Dalam mempertahankan hidupnya seringkali manusia harus menerima kebijakan alam lingkungannya yang merupakan bentang ruang aktivitas hidupnya.Bentuk kebijakan itu ditandai dengan tersedianya berbagai berbagai kapasitas prasarana dan sarana yang dibutuhkan oleh manusia.
Selanjutnya bentuk toleransi yang diberikan manusia sebagai tanggapan terhadap kebijakan tersebut ditandai dengan mengadaptasikan dirinya. Oleh karena itu hubungan antara manusia dengan lingkungan merupakan suatu keterikatan yang sangat mendasar dan tak terpisahkan.
Dalam Tulisan ini diungkapkan bagaimana lingkungan alam mempengaruhi latar belakang sosial budaya manusia pendukung Gua Mampu, termasuk di dalamnya cerita rakyat tentang Gua Mampu itu sendiri yang berkembang kemudian.
Situs Gua Mampu terletak di gugusan bukit gamping Mampu yang memanjang dari arah timur ke barat pada gugusan ini terdapt ceruk. Situs ini berada pada 100 meter dari permukaan laut masuk wilayah administrasi dusun Aluppang, Desa Cabbeng Kecamatan Dua BoccoE Kabupaten Bone Provinsi Sulawesi Selatan.

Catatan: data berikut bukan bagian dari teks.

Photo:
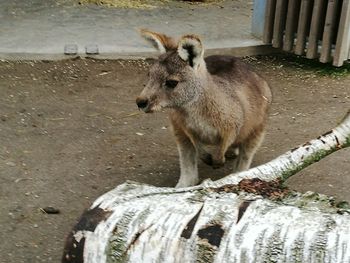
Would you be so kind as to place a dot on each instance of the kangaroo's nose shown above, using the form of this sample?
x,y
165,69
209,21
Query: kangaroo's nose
x,y
142,103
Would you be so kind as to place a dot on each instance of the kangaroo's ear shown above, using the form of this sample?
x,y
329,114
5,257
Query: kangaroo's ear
x,y
190,49
160,41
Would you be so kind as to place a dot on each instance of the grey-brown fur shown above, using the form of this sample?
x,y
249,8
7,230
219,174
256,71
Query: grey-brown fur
x,y
218,104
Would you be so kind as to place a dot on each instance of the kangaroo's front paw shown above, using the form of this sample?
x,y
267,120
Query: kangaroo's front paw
x,y
217,163
207,159
186,182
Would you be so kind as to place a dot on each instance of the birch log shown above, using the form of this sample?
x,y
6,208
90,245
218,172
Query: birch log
x,y
244,217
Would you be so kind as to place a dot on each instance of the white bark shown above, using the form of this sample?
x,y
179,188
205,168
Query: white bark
x,y
216,222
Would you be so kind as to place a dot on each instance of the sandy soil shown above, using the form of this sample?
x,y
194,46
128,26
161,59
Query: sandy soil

Jarak tempuh sekitar 32 kilometer dari Watampone ibu kota Kabupaten Bone. Dan sekitar 4 kilometer arah selatan ibu kota Kecamatan Dua BoccoE, melalui jalan daerah yang sudah beraspal sekarang ini.
Situs Gua Mampu terbentuk dari satuan batuan gamping dibeberapa bagian permukaannya tertutupi oleh satuan alluvium, sedang pada bagian di dalam perut Gua Mampu terutama pada lantai Gua tertutupi oleh batuan lanau dan travertin (endapan sinter). Terbentuknya batuan ini memungkinkan beberapa tanaman yang dapat dikonsumsi oleh manusia maupun binatang.
Kemudian disekitar kawasan Gua mampu, oleh penduduk setempat dimamfaatkan lahan ini sebagai pemukiman dan tegalan yang ditanami kelapa, jambu mete,pisang,asam,kakao, mangga, kapuk, beringin,jati, pepaya, talas, ubu kayu, nangka,ketapang, jarak,lontar, rumput,hutan belukar,dan lain-lain.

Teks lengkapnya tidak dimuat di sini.